The same year he wrote and directed his first US feature, The Shade (released in 1999), which starred Richard Edson, Lorie Marino, and Jeff Ware. It was an adaptation of A Gentle Creature by Dostoevsky that Nadjari updated, setting it in contemporary New York City. This film was an official selection for Un Certain Regard at the 1999 Cannes Film Festival and also appeared at the Deauville Film Festival; the film was awarded in Bergamo Film Festival (Italy).

At the end of 1999, Nadjari directed his second feature, I Am Josh Polonski's Brother (2001). Starring Richard Edson and Jeff Ware, it was shot on Super 8 mm film in New York. The film opened in Paris on June 6, 2001, and was selected for the Forum for New Cinema at the Berlin International Film Festival in 2001. The same year, Nadjari shot the film Apartment #5c in New York; it was released in 2002. The film starred Richard Edson and Tinkerbell, an Israeli actress, and was selected in Cannes Directors' Fortnight.

In 2004, Nadjari filmed Avanim in Tel Aviv with Asi Levi who has been nominated for Best Actress in the European Film Award.

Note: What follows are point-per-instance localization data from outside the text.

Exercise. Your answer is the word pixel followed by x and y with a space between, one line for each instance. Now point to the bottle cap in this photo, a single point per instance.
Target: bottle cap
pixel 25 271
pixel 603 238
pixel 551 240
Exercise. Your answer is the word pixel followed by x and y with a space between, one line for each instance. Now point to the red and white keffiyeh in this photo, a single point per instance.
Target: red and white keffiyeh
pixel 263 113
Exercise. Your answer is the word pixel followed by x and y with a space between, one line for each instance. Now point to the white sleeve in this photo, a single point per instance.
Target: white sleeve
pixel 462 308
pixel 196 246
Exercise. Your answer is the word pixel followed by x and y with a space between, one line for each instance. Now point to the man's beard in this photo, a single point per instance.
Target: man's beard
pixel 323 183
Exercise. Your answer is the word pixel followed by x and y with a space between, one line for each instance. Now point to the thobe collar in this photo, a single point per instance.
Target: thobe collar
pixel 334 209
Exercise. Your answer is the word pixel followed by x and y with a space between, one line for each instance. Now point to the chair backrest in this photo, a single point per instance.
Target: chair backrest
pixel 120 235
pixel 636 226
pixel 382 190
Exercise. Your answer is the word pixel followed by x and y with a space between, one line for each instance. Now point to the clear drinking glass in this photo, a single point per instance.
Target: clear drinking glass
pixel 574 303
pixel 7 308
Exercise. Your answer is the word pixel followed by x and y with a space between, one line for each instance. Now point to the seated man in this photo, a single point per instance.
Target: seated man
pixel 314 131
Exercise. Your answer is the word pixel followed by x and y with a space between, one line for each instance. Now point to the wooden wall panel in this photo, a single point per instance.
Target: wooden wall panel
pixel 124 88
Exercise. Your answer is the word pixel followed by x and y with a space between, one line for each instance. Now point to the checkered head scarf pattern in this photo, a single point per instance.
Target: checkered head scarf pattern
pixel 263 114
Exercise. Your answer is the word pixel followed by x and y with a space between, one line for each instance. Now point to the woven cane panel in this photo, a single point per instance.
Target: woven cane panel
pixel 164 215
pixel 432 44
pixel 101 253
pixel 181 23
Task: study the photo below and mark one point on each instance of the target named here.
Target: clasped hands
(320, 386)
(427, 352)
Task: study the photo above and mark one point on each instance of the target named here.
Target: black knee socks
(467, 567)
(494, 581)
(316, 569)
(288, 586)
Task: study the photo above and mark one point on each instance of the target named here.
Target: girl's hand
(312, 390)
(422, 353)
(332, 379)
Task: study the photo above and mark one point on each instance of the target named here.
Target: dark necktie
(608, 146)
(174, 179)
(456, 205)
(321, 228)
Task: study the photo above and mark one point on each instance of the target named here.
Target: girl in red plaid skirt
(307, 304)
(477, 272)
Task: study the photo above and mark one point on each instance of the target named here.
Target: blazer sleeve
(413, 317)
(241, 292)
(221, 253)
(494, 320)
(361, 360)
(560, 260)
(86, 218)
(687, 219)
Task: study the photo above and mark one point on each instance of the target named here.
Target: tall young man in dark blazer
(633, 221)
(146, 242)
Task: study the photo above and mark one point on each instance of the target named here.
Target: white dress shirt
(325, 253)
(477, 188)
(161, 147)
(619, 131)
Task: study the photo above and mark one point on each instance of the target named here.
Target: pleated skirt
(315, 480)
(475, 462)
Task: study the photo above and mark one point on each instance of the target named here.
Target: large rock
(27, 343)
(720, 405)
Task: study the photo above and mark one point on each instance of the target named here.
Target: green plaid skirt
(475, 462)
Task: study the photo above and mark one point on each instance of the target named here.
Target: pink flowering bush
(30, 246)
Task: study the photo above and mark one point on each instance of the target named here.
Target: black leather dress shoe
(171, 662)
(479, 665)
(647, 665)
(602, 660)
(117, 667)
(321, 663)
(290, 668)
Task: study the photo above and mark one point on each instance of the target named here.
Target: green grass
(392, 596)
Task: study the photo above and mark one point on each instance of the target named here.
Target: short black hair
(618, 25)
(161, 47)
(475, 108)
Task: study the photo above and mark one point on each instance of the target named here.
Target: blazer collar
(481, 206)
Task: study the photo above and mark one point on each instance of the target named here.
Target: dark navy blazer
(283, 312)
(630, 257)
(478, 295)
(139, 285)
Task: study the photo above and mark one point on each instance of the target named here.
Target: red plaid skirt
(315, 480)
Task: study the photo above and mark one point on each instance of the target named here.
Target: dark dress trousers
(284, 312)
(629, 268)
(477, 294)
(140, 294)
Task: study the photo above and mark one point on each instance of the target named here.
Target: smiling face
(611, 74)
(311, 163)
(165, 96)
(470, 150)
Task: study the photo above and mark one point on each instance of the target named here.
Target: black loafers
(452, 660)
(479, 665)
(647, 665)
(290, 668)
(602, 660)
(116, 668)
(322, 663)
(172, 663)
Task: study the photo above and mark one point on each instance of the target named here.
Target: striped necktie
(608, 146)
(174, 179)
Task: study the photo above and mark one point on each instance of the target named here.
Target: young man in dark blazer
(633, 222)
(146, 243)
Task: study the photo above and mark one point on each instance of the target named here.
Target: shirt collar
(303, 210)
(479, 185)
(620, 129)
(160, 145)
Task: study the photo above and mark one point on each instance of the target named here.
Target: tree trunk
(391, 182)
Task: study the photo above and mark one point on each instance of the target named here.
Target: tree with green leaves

The film received also the Best Film award in Cinéma Tous Ecrans and the Best Director award in the Cannes 2005 France Culture Award, Awards at the Seville Film Festival.

In 2006 Tehilim was set in Jerusalem and stars Michael Moushanov and Limor Goldstein, two prominent figures of Israeli television and theatre; it has been shown at the 2007 Cannes Film Festival in the Official Selection and won the Tokyo Filmex Best Film Award the same year.

In 2009, his documentary A History of Israeli Cinema, a two-episode film of 104 minutes each, telling the story of Israeli Cinema since 1933 until today, was screened at the Berlin film festival forum.

In 2013, A Strange Course of Events, a film set in Haifa was screened in the Directors' Fortnight section at the 2013 Cannes Film Festival.

Nadjari's 2016 film Night Song (Mobile étoile) won the Tobias Spencer Award (in the Between Jewish and Israeli Identity competition) at the Haifa International Film Festival.